The new Artistic Director of the Young Vic, comes from his huge success running Baltimore’s Center Stage for 7 years. He arrived there primarily known as an actor and playwright. He had been working as an actor for a decade, most prominently for his role as paramedic Finlay Newton in TV’s Casualty, before becoming a writer and director.

Michelle Terry

We can go right up to today with this trend. The new artistic director of the Globe, starting in 2018, is a much-loved actor, who has very limited directing experience but a huge depth of acting experience, including an Olivier Award for Tribes and a range of roles with the RSC, National and Globe.

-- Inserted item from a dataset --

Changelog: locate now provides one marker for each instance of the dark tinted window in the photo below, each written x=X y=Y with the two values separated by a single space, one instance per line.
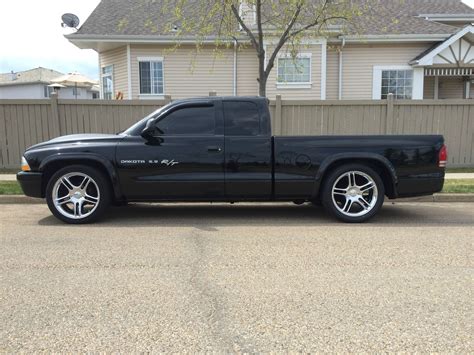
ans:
x=241 y=118
x=199 y=120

But the Board of the Globe clearly understand that actors too know how to put on plays, and audiences are hugely excited to see what she will present.

Hope Mill Theatre

And it’s not just at the established theatres. There are examples of actors saying they’ve had enough waiting around, and with great courage and hard work, set up new producing house theatre venues. One exciting example is Manchester’s Hope Mill Theatre, only established in the last two years but already building an audience and award-winning presence, and sending shows on to London. It’s set up and led by executive producer William Whelton and artistic director and programmer Joseph Houston – both actors. (And this trend is present in modern-day Dublin as well. Two of the most exciting new theatres in Dublin have been set up above pubs, co-led by actors, in Karl Shiels at Theatre Upstairs, and Andy Murray with Laura Dowdall at the Viking.)